Sebagai lembaga yang mengakomodir peran remaja sebagai siswa atau
peserta didik, sekolah memiliki peran sentral dalam mendukung perkembangan
berbagai karakteristik resiliensi dan memberikan faktor protektif bagi karakteristik
tersebut. Berbagai literatur tentang resiko dan resiliensi menyebutkan bahwa
sekolah merupakan lingkungan kritis bagi siswa dalam mengembangkan kapasitas
untuk keluar dari adversitas, menyesuaikan diri dengan tekanan-tekanan, dan
menghadapi problem-problem, serta mengembangkan berbagai kompetensi sosial,
akademik dan vokasional yang diperlukan untuk mencapai kehidupan yang lebih
baik. Bimbingan dan konseling merupakan bagian integral dari proses pendidikan
di sekolah. Dengan demikian dapat dipastikan bahwa layanan bimbingan dan
konseling di sekolah juga turut bertanggung jawab dalam mendukung
pengembangan karakteristik yang mendukung peningkatan resiliensi siswa.
Berkenaan dengan hal tersebut, konselor sekolah memiliki tanggung jawab etis
untuk memfasilitasi perkembangan pribadi, sosial dan akademik seluruh siswa di
sekolah tersebut sampai level tertinggi melalui layanan bimbingan dan konseling
yang bermutu dan tepat sasaran. Namun, untuk dapat memberikan layanan
bermutu dan tepat sasaran seperti yang diharapkan, konselor tidak hanya dituntut
untuk memiliki profesionalisme tapi juga pengetahuan dan keterampilan yang
memadai seputar teori dan pendekatan konseling.
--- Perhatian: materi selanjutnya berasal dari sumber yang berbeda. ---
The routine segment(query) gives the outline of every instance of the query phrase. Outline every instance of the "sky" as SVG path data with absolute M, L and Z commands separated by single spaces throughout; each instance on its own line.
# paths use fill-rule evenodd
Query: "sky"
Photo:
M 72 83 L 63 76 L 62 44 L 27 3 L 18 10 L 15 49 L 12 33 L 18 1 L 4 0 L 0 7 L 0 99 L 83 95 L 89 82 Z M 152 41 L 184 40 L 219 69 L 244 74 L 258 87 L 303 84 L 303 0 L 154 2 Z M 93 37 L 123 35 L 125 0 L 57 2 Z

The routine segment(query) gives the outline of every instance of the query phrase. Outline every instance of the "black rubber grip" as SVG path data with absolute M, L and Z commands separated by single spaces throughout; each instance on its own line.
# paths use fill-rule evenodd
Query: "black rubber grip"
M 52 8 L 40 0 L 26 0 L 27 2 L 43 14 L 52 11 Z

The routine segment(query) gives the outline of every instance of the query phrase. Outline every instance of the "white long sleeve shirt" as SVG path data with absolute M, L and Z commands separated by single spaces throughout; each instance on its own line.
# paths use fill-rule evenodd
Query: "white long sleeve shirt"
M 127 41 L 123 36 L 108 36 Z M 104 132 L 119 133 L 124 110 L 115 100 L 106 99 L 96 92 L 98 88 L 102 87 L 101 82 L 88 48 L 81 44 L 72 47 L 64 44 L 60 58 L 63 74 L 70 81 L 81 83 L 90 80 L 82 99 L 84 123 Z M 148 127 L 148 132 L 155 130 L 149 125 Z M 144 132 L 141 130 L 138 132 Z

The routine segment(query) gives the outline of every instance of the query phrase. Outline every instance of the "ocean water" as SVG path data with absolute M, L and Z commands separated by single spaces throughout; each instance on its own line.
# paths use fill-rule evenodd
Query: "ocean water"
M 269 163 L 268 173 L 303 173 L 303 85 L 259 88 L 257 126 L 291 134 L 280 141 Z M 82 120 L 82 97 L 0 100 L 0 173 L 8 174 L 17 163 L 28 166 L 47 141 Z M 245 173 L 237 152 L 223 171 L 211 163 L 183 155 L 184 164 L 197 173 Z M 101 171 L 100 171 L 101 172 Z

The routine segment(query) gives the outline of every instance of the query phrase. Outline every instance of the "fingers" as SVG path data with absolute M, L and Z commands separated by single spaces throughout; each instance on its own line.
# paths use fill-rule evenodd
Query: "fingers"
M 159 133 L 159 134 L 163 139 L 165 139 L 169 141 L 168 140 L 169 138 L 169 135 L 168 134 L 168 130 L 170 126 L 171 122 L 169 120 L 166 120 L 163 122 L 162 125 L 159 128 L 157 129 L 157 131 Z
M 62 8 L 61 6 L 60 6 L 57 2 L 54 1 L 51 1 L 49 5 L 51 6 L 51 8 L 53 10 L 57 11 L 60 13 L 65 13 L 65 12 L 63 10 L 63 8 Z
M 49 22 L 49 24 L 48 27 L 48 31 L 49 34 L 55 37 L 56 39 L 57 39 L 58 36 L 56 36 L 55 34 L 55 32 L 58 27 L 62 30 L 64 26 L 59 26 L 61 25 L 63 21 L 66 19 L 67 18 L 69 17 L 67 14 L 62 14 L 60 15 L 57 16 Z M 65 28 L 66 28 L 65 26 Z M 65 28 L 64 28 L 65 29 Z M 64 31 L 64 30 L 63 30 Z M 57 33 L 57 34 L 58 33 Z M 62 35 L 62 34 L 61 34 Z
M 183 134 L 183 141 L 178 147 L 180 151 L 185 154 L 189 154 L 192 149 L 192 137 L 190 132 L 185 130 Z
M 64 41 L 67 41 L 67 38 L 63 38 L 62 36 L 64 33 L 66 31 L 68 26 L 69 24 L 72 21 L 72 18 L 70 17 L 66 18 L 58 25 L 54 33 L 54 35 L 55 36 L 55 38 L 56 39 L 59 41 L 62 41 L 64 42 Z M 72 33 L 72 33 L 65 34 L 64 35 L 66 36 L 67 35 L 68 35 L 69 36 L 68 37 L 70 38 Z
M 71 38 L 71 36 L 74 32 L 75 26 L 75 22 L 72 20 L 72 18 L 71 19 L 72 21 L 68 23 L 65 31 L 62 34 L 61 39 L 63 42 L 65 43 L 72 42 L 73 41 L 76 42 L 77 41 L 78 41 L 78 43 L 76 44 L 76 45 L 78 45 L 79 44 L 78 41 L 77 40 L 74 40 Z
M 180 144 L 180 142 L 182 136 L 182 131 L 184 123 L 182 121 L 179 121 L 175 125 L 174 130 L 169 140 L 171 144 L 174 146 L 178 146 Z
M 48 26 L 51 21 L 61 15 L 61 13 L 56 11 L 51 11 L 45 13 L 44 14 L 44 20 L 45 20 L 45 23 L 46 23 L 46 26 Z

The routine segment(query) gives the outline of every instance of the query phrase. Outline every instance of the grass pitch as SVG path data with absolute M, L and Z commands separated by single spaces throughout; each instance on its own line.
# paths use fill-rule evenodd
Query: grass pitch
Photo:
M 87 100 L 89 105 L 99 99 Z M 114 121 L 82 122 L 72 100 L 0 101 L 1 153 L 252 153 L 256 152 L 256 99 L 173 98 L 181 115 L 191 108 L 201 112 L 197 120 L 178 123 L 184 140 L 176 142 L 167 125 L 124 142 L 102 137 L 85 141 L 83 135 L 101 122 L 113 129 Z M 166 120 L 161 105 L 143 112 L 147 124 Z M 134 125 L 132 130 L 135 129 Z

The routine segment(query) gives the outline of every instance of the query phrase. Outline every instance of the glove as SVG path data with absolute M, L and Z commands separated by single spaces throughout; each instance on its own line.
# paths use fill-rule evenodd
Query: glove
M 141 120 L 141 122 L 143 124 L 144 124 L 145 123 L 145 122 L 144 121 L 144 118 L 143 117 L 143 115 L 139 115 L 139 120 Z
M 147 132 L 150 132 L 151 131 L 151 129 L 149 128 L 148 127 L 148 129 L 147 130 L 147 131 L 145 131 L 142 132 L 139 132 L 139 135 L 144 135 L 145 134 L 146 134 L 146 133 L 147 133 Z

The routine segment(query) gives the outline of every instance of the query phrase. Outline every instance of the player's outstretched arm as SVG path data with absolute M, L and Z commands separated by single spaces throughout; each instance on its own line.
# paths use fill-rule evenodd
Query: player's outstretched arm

Para peneliti memandang resiliensi sebagai suatu proses yang dinamis
dibanding sebagai suatu sifat. Hal ini berarti bahwa resiliensi merupakan kapasitas
individu yang diperoleh melalui proses belajar dan pengalaman lingkungan.
Resiliensi merupakan sikap dan keterampilan yang dapat dipelajari dan
dikembangkan oleh setiap individu, namun untuk dapat mendukung
perkembangan resiliensi dan membantu individu memelihara kemampuan
resiliensi dalam diri mereka, diperlukan lingkungan yang fasilitatif, kondusif dan
motivasional. Lingkungan keluarga, sekolah dan masyarakat terutama sangat
berperan penting dalam mendukung perkembangan berbagai karakteristik
resiliensi dan memberikan faktor protektif bagi karakteristik tersebut (Desmita,
2006:198).
Sekolah merupakan lingkungan yang sangat besar pengaruhnya bagi
perkembangan anak dan remaja. Dengan demikian jelas bahwa sekolah
merupakan lingkungan kedua setelah keluarga yang sangat memungkinkan
membantu siswa mengembangkan resiliensi.
9. BAB III
KESIMPULAN
3.1 Penutup
Resiliensi bermakna kemampuan seseorang untuk bangkit dari
keterpurukan yang terjadi dalam perkembangannya. Dimana ada tekanan yang
mengganggu orang-orang dengan resiliensi tinggi akan mudah untuk kembali ke
keadaan normal. Orang yang resilien lebih mudah dalam mengatur regulasi emosi.
Mereka cepat memutus perasaan yang tak sehat, yang kemudian justru
membantunya tumbuh menjadi orang yang lebih kuat.